What are your interests in regards to your specialty?
My main interests are minimally invasive surgery and elbow surgery. I particularly enjoy arthroscopic surgery, which uses very small incisions to look at the inside of joints using a camera and instruments which are sometimes thinner than a pencil. Whether you have stiffness, trauma, tendonitis, ligament injury or need an elbow replacement, I can help you feel better.

Why would someone need to come see you?
Problems with the hand and arm can take many forms. The most common are pain, numbness, aching, swelling, and weakness. Injuries like broken bones, ligament tears, rotator cuff tears, or biceps tears are common reasons people come to see me. Other reasons include stiffness in a joint, a mass, or a cyst in the hand or arm.

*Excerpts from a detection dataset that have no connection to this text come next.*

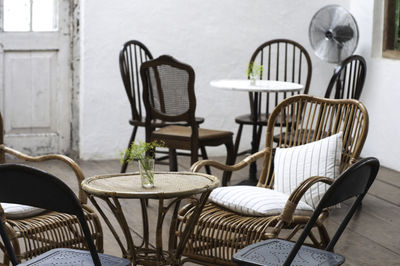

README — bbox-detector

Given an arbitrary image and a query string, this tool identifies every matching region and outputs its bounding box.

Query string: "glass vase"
[138,159,154,188]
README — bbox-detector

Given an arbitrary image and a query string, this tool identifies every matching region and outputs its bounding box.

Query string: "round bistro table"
[210,79,304,185]
[82,172,219,265]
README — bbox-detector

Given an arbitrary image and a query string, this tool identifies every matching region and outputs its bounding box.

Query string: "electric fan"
[308,5,358,64]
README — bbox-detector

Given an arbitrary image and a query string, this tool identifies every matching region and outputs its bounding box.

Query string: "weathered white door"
[0,0,72,155]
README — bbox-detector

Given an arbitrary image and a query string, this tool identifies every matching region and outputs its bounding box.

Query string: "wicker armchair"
[176,95,368,265]
[0,114,103,264]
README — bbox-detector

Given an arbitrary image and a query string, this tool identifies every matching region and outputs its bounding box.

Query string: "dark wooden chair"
[0,164,131,266]
[119,40,207,173]
[325,55,367,100]
[140,55,234,184]
[233,157,379,266]
[235,39,312,155]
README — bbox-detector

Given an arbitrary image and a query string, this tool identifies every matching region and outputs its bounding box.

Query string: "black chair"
[235,39,312,155]
[233,157,379,266]
[0,164,131,266]
[119,40,207,173]
[325,55,367,100]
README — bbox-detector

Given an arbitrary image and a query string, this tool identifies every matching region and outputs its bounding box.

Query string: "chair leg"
[200,146,211,175]
[257,125,263,151]
[234,124,243,161]
[121,126,138,173]
[168,149,178,172]
[222,139,235,186]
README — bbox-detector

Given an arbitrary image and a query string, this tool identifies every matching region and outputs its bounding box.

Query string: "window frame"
[0,0,60,33]
[382,0,400,59]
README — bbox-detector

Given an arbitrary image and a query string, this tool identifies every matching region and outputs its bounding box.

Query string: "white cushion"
[274,132,343,208]
[208,186,313,216]
[1,203,45,219]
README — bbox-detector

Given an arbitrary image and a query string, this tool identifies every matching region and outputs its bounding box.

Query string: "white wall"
[80,0,352,159]
[350,0,400,171]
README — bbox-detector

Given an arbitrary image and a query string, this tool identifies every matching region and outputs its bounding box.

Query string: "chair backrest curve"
[258,95,369,188]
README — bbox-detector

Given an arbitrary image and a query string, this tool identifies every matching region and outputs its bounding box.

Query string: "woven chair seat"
[235,113,293,126]
[129,117,204,127]
[181,203,279,265]
[177,95,368,265]
[153,126,233,143]
[6,206,103,259]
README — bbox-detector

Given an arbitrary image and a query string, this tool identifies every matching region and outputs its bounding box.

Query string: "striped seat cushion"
[208,186,313,216]
[274,132,343,208]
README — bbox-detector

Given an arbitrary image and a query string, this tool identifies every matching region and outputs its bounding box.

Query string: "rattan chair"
[140,55,234,184]
[233,157,379,266]
[119,40,207,173]
[177,95,368,265]
[0,164,131,266]
[0,114,103,264]
[325,55,367,100]
[235,39,312,157]
[274,55,367,142]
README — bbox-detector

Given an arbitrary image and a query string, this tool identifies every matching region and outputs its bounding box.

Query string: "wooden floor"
[7,153,400,265]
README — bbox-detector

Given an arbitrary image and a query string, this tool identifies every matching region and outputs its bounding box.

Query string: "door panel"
[0,0,72,155]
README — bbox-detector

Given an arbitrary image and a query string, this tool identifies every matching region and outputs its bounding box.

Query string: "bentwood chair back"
[0,164,130,266]
[119,40,207,173]
[233,157,379,266]
[235,39,312,157]
[325,55,367,100]
[119,40,153,173]
[140,55,234,183]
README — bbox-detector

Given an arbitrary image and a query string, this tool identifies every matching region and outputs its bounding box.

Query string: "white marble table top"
[210,79,304,92]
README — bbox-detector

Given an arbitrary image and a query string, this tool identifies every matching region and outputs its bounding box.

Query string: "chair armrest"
[0,144,87,204]
[280,176,334,223]
[190,148,268,175]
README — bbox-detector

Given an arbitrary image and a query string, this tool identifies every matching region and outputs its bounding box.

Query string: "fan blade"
[315,39,338,63]
[333,25,354,45]
[308,5,358,63]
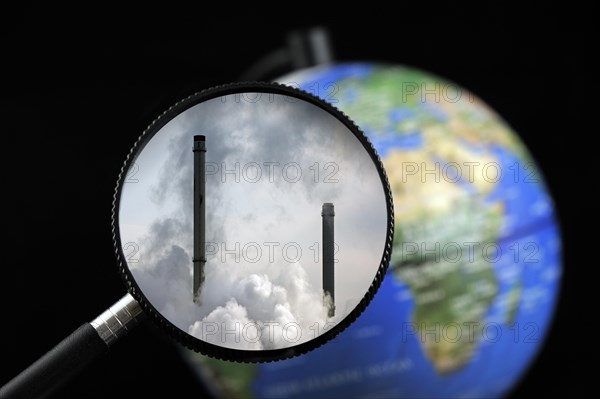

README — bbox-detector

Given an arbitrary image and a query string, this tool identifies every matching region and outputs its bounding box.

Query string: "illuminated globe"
[184,63,561,398]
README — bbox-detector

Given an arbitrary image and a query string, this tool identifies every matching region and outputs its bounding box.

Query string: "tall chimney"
[321,202,335,317]
[193,135,206,303]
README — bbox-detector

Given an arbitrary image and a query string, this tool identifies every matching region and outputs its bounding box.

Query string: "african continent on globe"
[180,63,561,398]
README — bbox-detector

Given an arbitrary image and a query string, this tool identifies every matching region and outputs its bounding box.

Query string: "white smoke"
[119,97,386,350]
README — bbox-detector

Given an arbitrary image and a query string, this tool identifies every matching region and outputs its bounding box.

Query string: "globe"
[182,63,562,398]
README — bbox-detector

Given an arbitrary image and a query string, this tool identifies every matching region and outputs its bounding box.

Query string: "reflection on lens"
[118,92,388,351]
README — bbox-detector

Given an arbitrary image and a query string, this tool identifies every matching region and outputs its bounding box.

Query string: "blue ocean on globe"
[186,63,562,398]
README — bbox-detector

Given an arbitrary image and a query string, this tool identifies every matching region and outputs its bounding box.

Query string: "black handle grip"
[0,323,108,399]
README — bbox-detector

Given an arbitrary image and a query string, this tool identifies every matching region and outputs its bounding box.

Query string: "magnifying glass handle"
[0,294,145,399]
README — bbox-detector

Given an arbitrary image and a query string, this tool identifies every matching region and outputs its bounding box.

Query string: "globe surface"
[183,63,562,398]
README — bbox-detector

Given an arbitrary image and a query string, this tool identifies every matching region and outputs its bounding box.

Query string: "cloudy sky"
[119,94,386,349]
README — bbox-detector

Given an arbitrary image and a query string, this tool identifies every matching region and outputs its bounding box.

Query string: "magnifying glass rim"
[111,82,394,362]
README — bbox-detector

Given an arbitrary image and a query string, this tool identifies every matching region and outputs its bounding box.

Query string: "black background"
[0,6,597,398]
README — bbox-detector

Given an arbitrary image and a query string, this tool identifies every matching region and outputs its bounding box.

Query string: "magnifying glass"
[0,83,394,398]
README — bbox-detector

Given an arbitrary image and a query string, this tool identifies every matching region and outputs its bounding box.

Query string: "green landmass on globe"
[180,64,560,398]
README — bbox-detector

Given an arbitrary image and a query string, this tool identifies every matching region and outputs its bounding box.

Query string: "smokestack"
[321,202,335,317]
[193,135,206,303]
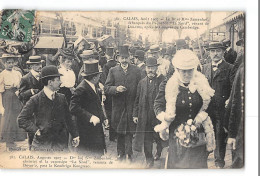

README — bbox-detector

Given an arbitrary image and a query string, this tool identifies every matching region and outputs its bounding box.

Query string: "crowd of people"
[0,30,244,168]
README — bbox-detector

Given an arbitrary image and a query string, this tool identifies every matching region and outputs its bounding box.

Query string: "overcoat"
[202,60,233,128]
[70,80,105,153]
[18,90,78,150]
[133,75,164,151]
[18,72,43,104]
[105,64,141,134]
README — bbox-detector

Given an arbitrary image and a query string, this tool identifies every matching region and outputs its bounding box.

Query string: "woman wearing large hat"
[0,54,26,147]
[154,49,215,168]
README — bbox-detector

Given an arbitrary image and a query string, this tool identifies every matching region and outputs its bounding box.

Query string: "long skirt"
[167,133,208,169]
[0,88,27,143]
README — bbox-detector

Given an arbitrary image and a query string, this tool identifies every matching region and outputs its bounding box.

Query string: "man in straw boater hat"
[70,60,106,157]
[202,42,233,168]
[18,65,79,152]
[18,56,43,149]
[133,57,164,167]
[105,46,141,161]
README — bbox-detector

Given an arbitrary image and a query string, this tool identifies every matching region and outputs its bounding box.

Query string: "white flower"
[190,125,196,131]
[178,124,184,132]
[187,119,193,126]
[185,125,190,133]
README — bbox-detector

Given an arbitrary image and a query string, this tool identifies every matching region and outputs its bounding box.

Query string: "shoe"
[153,153,161,161]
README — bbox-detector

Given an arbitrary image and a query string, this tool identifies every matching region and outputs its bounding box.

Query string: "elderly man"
[105,46,141,161]
[70,60,105,157]
[18,66,79,152]
[202,42,233,168]
[134,50,146,79]
[149,45,173,77]
[18,56,43,149]
[133,57,164,167]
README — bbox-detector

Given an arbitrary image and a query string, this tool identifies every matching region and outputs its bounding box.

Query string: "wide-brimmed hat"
[172,49,200,70]
[0,53,20,62]
[26,56,42,64]
[134,50,145,61]
[41,65,63,79]
[145,57,159,67]
[80,49,94,59]
[176,39,188,49]
[118,45,129,57]
[149,45,161,54]
[236,29,245,46]
[207,42,227,50]
[81,60,102,76]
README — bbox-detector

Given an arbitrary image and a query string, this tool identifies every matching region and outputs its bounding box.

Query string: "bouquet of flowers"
[174,119,199,148]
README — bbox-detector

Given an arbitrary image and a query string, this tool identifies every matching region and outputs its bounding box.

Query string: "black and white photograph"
[0,9,247,170]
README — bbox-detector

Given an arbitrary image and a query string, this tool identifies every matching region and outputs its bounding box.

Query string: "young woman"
[154,49,215,169]
[0,54,26,148]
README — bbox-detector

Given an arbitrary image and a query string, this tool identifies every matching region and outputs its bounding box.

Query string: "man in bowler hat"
[18,56,43,148]
[133,57,164,167]
[202,42,233,168]
[70,60,106,157]
[18,66,79,151]
[105,46,141,161]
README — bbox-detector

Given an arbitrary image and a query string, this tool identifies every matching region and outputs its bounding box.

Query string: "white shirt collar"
[84,79,97,93]
[43,86,55,100]
[137,62,144,68]
[30,69,39,80]
[212,59,223,66]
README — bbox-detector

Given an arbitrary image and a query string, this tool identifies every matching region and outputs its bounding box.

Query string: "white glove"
[89,115,100,126]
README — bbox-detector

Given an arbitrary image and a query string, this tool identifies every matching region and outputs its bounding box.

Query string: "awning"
[223,12,245,23]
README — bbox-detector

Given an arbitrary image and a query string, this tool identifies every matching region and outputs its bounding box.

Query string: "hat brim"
[81,71,102,76]
[145,64,160,67]
[40,74,63,79]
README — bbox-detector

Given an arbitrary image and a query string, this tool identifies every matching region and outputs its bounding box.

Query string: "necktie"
[212,65,218,71]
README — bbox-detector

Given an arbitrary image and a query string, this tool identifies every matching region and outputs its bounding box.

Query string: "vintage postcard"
[0,9,245,169]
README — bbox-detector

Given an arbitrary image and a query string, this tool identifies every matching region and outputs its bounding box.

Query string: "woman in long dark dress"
[0,54,26,148]
[154,49,215,168]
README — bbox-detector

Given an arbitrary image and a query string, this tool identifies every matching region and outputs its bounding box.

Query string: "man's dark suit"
[18,72,43,104]
[18,90,78,151]
[70,80,106,155]
[18,72,43,148]
[202,60,233,167]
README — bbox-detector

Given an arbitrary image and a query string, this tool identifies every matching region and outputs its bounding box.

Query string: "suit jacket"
[18,72,43,104]
[133,76,164,151]
[18,90,78,150]
[70,80,105,152]
[104,64,141,134]
[202,60,233,124]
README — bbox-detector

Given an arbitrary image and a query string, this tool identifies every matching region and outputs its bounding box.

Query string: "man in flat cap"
[18,56,43,148]
[202,42,233,168]
[105,46,141,161]
[70,60,106,157]
[223,39,237,64]
[133,57,165,167]
[18,65,79,152]
[134,50,146,79]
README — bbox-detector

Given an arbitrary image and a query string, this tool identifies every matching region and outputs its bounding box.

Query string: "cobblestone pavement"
[0,131,232,169]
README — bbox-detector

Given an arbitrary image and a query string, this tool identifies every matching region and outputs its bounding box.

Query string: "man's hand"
[133,117,138,124]
[227,138,236,150]
[89,116,100,126]
[72,136,80,147]
[0,106,5,115]
[116,86,126,92]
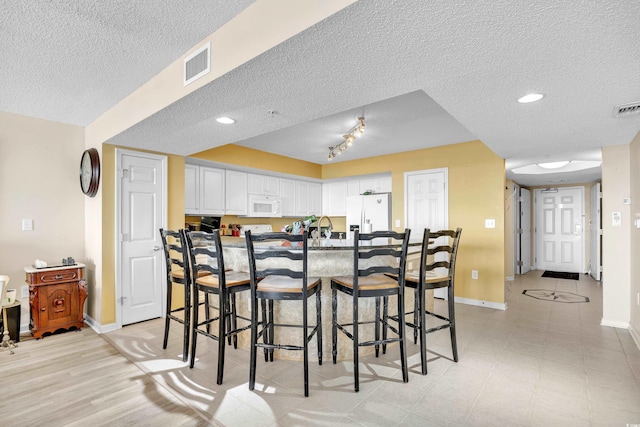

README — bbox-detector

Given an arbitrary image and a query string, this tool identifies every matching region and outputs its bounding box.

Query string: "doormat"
[542,270,580,280]
[522,289,589,303]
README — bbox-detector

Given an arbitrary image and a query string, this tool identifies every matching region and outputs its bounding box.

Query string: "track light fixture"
[327,117,364,161]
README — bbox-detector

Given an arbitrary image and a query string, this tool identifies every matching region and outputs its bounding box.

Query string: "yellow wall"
[322,141,505,304]
[0,112,85,330]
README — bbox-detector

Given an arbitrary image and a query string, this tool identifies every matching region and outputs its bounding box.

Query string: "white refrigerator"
[347,193,391,233]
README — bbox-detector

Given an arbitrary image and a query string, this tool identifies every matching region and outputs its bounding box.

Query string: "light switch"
[22,218,33,231]
[611,212,622,227]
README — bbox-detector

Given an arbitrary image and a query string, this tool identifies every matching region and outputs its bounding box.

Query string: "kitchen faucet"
[318,215,333,239]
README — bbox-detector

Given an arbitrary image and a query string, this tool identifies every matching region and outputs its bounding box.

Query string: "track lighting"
[327,117,364,161]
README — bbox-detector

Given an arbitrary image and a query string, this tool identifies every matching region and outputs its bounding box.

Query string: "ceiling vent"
[184,42,211,86]
[613,102,640,117]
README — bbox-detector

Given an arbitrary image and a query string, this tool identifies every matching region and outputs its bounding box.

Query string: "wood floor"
[0,327,211,427]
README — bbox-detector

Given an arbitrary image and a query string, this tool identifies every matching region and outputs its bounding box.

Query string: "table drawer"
[27,268,83,285]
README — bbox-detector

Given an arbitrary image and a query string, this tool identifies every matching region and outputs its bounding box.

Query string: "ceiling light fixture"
[216,116,236,125]
[327,117,364,161]
[518,93,544,104]
[538,160,571,169]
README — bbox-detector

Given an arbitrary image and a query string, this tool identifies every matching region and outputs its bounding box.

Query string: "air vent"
[613,102,640,117]
[184,43,211,86]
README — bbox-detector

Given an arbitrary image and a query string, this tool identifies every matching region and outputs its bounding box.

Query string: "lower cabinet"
[25,264,87,338]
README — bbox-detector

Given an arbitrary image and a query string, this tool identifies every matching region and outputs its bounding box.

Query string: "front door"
[535,187,584,273]
[519,188,531,274]
[116,150,167,326]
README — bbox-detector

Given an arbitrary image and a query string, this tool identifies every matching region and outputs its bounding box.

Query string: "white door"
[404,169,448,239]
[589,183,602,280]
[519,188,531,274]
[116,150,167,326]
[404,168,449,299]
[535,187,584,273]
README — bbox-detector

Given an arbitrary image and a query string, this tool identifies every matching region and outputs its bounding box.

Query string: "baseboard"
[629,324,640,350]
[455,297,507,310]
[84,314,118,334]
[600,317,629,329]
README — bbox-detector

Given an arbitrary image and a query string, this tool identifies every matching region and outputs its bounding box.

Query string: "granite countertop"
[221,236,422,251]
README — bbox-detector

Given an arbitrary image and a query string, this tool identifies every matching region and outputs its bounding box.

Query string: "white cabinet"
[322,181,349,216]
[184,164,224,215]
[184,165,200,214]
[359,176,391,194]
[295,181,322,217]
[247,173,280,196]
[280,178,296,216]
[198,166,225,215]
[225,170,249,215]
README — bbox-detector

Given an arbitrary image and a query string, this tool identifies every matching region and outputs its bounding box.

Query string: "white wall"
[0,112,85,331]
[629,133,640,348]
[602,144,637,328]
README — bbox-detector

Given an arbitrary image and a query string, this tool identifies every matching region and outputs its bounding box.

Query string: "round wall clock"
[80,148,100,197]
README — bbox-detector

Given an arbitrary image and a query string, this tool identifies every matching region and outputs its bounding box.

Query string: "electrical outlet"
[22,218,33,231]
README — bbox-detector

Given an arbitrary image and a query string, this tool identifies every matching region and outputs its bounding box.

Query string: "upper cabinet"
[184,164,225,215]
[195,166,225,215]
[184,164,200,214]
[295,181,322,217]
[359,175,391,194]
[247,173,280,196]
[280,178,296,216]
[322,181,348,216]
[225,170,249,215]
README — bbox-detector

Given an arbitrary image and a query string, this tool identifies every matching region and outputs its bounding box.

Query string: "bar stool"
[160,228,191,362]
[183,230,251,385]
[331,229,411,392]
[245,230,322,397]
[389,228,462,375]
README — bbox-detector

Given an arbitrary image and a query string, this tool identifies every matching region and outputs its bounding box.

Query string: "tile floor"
[103,271,640,426]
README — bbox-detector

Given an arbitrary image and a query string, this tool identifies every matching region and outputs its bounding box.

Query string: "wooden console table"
[24,264,87,338]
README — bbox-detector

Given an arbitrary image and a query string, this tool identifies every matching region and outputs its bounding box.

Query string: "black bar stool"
[183,230,251,384]
[245,230,322,396]
[331,229,411,391]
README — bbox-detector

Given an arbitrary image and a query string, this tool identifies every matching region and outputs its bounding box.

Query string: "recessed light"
[216,116,236,125]
[518,93,544,104]
[538,160,570,169]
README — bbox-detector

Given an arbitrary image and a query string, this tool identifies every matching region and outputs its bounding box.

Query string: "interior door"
[589,183,602,280]
[405,169,448,239]
[519,188,531,274]
[404,168,449,299]
[535,187,584,273]
[116,150,167,326]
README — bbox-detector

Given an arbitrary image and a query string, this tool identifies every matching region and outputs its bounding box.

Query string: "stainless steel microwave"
[248,194,282,218]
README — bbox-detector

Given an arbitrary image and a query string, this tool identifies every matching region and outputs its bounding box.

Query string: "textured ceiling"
[0,0,640,185]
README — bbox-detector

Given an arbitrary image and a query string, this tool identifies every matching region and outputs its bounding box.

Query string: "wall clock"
[80,148,100,197]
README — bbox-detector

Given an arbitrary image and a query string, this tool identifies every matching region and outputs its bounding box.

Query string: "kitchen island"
[212,236,433,362]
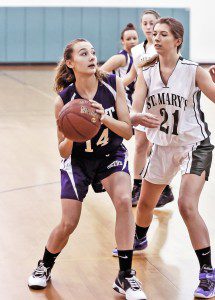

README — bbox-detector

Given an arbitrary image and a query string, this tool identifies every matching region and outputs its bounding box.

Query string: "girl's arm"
[209,66,215,82]
[100,54,126,73]
[122,64,137,86]
[91,77,132,140]
[130,70,160,128]
[55,96,73,158]
[196,66,215,102]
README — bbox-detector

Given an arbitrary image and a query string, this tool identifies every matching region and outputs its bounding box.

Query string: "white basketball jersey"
[131,42,157,71]
[143,57,210,146]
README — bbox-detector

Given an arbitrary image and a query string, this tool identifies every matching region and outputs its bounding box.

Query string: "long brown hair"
[54,38,107,93]
[141,9,161,21]
[138,18,184,68]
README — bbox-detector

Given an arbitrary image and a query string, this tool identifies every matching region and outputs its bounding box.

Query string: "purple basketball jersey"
[59,74,123,157]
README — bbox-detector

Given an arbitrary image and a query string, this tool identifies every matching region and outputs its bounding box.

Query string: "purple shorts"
[60,145,129,202]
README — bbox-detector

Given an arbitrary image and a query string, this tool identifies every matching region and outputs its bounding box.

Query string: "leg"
[132,126,151,207]
[102,172,134,250]
[136,179,166,227]
[178,172,215,298]
[178,172,210,250]
[134,130,150,179]
[46,199,82,253]
[28,199,82,289]
[102,172,146,299]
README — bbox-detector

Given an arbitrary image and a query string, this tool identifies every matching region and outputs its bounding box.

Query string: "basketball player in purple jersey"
[131,18,215,299]
[28,39,158,300]
[101,23,138,108]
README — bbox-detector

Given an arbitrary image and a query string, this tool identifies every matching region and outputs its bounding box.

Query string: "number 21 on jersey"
[85,128,109,152]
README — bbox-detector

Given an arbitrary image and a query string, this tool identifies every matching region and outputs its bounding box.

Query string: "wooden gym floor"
[0,67,215,300]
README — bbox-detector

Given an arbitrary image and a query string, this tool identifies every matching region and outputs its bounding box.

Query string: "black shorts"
[61,145,129,201]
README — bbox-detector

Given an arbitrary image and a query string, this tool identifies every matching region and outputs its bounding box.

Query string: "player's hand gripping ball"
[57,99,101,143]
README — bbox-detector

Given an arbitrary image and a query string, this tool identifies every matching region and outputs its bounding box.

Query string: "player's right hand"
[209,66,215,82]
[132,113,160,128]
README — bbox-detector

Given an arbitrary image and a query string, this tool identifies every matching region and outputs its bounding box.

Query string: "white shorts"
[141,138,214,184]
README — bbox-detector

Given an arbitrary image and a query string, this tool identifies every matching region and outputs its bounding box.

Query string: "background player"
[131,18,215,298]
[123,9,174,207]
[28,39,153,300]
[101,23,138,108]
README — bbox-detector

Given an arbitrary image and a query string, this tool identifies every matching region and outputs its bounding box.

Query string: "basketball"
[57,99,101,143]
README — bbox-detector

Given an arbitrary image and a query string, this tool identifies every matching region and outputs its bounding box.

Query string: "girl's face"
[141,14,157,40]
[66,42,97,75]
[122,30,138,52]
[153,23,182,54]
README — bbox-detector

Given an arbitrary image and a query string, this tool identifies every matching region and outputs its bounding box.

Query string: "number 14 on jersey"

What are common procedures that you have done in the past?
My most common procedures in the hand are carpal tunnel release, trigger finger release, and cyst excisions. In the wrist, I regularly perform fixation of fractures, arthroscopy, and ligament repairs. In the elbow, I often operate on torn biceps tendons, elbow contractures (stiffness), and elbow dislocations. In the shoulder I perform surgery for rotator cuff tears, biceps tendonitis, stiff shoulders, and rotator cuff tendonitis.

How are you different from an Orthopedic Surgeon?
I am a fully trained Orthopedic Surgeon capable of treating orthopedic issues like hip, knee or ankle pain, but have specialized training in hand and arm.

What do you like to do in your free time?
My days of rugby, football, and lacrosse are behind me and these days I just stick to golf. I love to hike with my wife and golden retriever, Hobbes.  When I’m not being active, I develop iPhone applications which use the latest technology like augmented reality to help surgeons and patients tackle their disease and navigate their postoperative course.  My newest passion is 3D printing CT scans and MRIs of the hand, wrist, and elbow.

What are you looking forward to at ECHN?
I am looking forward to serving a wonderful community and working with the intelligent, hardworking, and passionate providers and staff at ECHN!